我一直遇到一个问题,即使在调用pool.terminate之后,pool.map也会离开进程。我一直在寻找解决方案,但是它们似乎都存在其他一些问题,例如递归调用map函数或其他会干扰多处理的进程。
因此,我的代码导入了2个NETCDF文件,并使用不同的计算方法处理了其中的数据。这些占用了大量时间(几个6400x6400阵列),因此我尝试对代码进行多处理。多重处理工作正常,我第一次运行代码需要2.5分钟(从8分钟开始减少),但是每次我的代码完成运行时,Spyder的内存使用量都不会减少,并且会在Windows任务管理器中留下额外的python进程。我的代码如下:
import numpy as np
import netCDF4
import math
from math import sin, cos
import logging
from multiprocessing.pool import Pool
import time
start=time.time()
format = "%(asctime)s: %(message)s"
logging.basicConfig(format=format, level=logging.INFO, datefmt="%H:%M:%S")
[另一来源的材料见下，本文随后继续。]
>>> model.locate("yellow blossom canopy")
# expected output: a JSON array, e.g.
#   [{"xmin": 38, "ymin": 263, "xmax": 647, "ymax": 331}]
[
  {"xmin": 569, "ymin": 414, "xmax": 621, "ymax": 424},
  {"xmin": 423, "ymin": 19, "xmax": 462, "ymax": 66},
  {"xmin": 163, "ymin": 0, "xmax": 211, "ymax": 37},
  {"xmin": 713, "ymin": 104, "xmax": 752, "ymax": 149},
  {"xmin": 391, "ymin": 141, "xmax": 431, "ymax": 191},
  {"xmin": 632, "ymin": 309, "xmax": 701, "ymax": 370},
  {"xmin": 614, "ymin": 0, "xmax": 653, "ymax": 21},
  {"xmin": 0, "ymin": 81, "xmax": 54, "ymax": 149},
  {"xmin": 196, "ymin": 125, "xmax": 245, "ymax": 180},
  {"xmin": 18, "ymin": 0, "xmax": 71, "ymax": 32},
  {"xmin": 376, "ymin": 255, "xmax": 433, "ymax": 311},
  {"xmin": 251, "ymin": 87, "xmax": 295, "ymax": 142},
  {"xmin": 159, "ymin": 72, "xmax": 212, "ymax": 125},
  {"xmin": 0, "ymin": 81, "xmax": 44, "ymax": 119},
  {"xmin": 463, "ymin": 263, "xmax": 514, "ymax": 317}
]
logging.info("Here we go!")
path = "DATAPATH"
geopath = "DATAPATH"
f = netCDF4.Dataset(path)
f.set_auto_maskandscale(False)
f2 = netCDF4.Dataset(geopath)
i5lut=f.groups['observation_data'].variables['I05_brightness_temperature_lut'][:]
i4lut=f.groups['observation_data'].variables['I05_brightness_temperature_lut'][:]
I5= f.groups['observation_data'].variables['I05'][:]
I4= f.groups['observation_data'].variables['I04'][:]
I5=i5lut[I5]
I4=i4lut[I4]
I4Quality= f.groups['observation_data'].variables['I04_quality_flags'][:]
I5Quality= f.groups['observation_data'].variables['I05_quality_flags'][:]
I3= f.groups['observation_data'].variables['I03']
I2= f.groups['observation_data'].variables['I02']
I1= f.groups['observation_data'].variables['I01']
I1.set_auto_scale(True)
I2.set_auto_scale(True)
I3.set_auto_scale(True)
I1=I1[:]
I2=I2[:]
I3=I3[:]
lats = f2.groups['geolocation_data'].variables['latitude'][:]
lons = f2.groups['geolocation_data'].variables['longitude'][:]
solarZen = f2.groups['geolocation_data'].variables['solar_zenith'][:]
sensorZen= solarZen = f2.groups['geolocation_data'].variables['sensor_zenith'][:]
solarAz = f2.groups['geolocation_data'].variables['solar_azimuth'][:]
sensorAz= solarZen = f2.groups['geolocation_data'].variables['sensor_azimuth'][:]
def kernMe(i, j, band):
if i<250 or j<250:
return -1
else:
return np.mean(band[i-250:i+250:1,j-250:j+250:1])
def thread_me(arr):
start1=arr[0]
end1=arr[1]
start2=arr[2]
end2=arr[3]
logging.info("Im starting at: %d to %d, %d to %d" %(start1, end1, start2, end2))
points = []
avg = np.mean(I4)
for i in range(start1,end1):
for j in range (start2,end2):
if solarZen[i,j]>=90:
if not (I5[i,j]<265 and I4[i,j]<295):#
if I4[i,j]>320 and I4Quality[i,j]==0:
points.append([lons[i,j],lats[i,j], 1])
elif I4[i,j]>300 and I5[i,j]-I4[i,j]>10:
points.append([lons[i,j],lats[i,j], 2])
elif I4[i,j] == 367 and I4Quality ==9:
points.append([lons[i,j],lats[i,j, 3]])
else:
if not ((I1[i,j]>I2[i,j]>I3[i,j]) or (I5[i,j]<265 or (I1[i,j]+I2[i,j]>0.9 and I5[i,j]<295) or
(I1[i,j]+I2[i,j]>0.7 and I5[i,j]<285))):
if not (I1[i,j]+I2[i,j] > 0.6 and I5[i,j]<285 and I3[i,j]>0.3 and I3[i,j]>I2[i,j] and I2[i,j]>0.25 and I4[i,j]<=335):
thetaG= (cos(sensorZen[i,j]*(math.pi/180))*cos(solarZen[i,j]*(math.pi/180)))-(sin(sensorZen[i,j]*(math.pi/180))*sin(solarZen[i,j]*(math.pi/180))*cos(sensorAz[i,j]*(math.pi/180)))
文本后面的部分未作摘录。